April Surgent


April Surgent’s fused and cameo-engraved glass panels have a story to tell, recalling glimpses of people and places like translucent fragments of memory. In late 2005, the artist spent four months traveling in Spain and Europe on a grant from the Spanish embassy in Australia. She cataloged her travels though writing, sketches, and photography, ultimately translating her documentation into a body of work for her 2006 solo debut at the Bullseye Gallery, “A Meandering Tale.”

“My work investigates the importance of the inherent link between person and place, says Surgent. “Places have the power to shape people’s perceptions of themselves and others, and to affect what and how we think, feel, see, remember and act…Having a natural bond to places, we are often understood and understand ourselves through them.”

Surgent’s work is a diary of sorts, logging a journey that began when she was just 13 years old. Traveling in Victoria, British Columbia, she glimpsed the workings of a hot glass studio. “Like many others before me, I was immediately seduced,” says Surgent.

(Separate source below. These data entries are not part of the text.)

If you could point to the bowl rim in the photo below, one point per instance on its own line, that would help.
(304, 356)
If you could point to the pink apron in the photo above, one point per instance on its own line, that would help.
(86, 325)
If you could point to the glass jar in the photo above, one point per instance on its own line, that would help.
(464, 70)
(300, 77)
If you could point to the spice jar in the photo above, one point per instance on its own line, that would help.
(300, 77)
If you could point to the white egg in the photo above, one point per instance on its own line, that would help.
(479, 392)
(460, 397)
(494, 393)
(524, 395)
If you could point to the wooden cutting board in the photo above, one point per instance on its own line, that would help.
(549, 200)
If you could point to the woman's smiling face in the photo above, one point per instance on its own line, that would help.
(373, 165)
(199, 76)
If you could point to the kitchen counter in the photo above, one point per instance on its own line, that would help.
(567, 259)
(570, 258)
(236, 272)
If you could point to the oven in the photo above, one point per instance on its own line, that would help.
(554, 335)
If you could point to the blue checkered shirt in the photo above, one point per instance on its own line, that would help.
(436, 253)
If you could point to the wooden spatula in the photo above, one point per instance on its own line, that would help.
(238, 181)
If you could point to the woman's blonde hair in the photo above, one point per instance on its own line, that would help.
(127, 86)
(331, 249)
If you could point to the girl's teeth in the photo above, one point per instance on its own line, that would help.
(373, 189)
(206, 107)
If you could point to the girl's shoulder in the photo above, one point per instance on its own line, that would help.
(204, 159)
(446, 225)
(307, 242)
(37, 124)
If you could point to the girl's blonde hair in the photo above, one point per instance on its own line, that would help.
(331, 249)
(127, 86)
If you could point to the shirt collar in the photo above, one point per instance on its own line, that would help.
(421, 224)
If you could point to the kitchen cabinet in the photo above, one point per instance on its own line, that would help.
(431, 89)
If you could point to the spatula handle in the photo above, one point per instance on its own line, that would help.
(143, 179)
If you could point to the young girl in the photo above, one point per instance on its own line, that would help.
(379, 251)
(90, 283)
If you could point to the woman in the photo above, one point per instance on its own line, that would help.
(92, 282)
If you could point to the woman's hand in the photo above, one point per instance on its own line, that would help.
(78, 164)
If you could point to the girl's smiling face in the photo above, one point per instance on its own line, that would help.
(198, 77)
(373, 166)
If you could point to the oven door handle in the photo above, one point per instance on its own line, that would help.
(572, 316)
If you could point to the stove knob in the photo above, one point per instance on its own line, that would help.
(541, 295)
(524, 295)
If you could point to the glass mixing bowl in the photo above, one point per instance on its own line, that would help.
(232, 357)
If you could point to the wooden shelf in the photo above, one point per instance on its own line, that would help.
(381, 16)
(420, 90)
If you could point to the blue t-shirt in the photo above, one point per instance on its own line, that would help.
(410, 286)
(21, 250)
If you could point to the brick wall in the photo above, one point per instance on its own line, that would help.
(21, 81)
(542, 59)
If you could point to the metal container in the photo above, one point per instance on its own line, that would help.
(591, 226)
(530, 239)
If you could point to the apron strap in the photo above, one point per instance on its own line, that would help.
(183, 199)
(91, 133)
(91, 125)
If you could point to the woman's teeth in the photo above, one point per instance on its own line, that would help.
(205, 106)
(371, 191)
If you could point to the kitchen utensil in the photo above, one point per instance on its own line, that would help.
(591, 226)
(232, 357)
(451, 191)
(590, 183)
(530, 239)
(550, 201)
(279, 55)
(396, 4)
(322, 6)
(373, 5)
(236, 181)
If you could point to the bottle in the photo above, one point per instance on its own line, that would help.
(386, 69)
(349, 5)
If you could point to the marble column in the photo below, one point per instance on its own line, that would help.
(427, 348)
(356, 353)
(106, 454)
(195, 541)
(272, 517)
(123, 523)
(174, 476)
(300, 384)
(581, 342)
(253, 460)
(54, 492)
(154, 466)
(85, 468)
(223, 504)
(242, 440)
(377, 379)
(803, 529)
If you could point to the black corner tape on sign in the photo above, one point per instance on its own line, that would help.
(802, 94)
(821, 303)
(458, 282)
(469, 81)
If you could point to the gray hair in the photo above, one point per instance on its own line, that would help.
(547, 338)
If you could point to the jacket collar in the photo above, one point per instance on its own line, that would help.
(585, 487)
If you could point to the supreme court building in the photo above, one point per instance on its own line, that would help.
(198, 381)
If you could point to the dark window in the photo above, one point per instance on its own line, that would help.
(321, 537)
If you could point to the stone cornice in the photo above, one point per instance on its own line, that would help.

She began glassblowing lessons at 14 and, during her junior year of high school, was an exchange student in Bornholm, Denmark. She studied glass production there and then earned a scholarship at the College for Creative Studies in Detroit. She completed her degree with honors at Australia National University’s School of Art in Canberra where she studied with Jane Bruce, Deb Jones, and Richard Whiteley. In 2003, during her third year at ANU, Surgent received a scholarship to Pilchuck Glass School where she learned cold-working and traditional cameo-engraving techniques from Jiri Harcuba. “[Harcuba] has been one of the most influential people in my life,” notes Surgent. “Had I not taken his class, I would not be engraving glass to the extent that I am today.”

Surgent has worked with Bullseye Glass Co. and the Bullseye Gallery since she was a student at ANU. After completing her degree, she participated in an artist exchange with Bullseye where she created work for her debut exhibition at SOFA/Chicago 2005.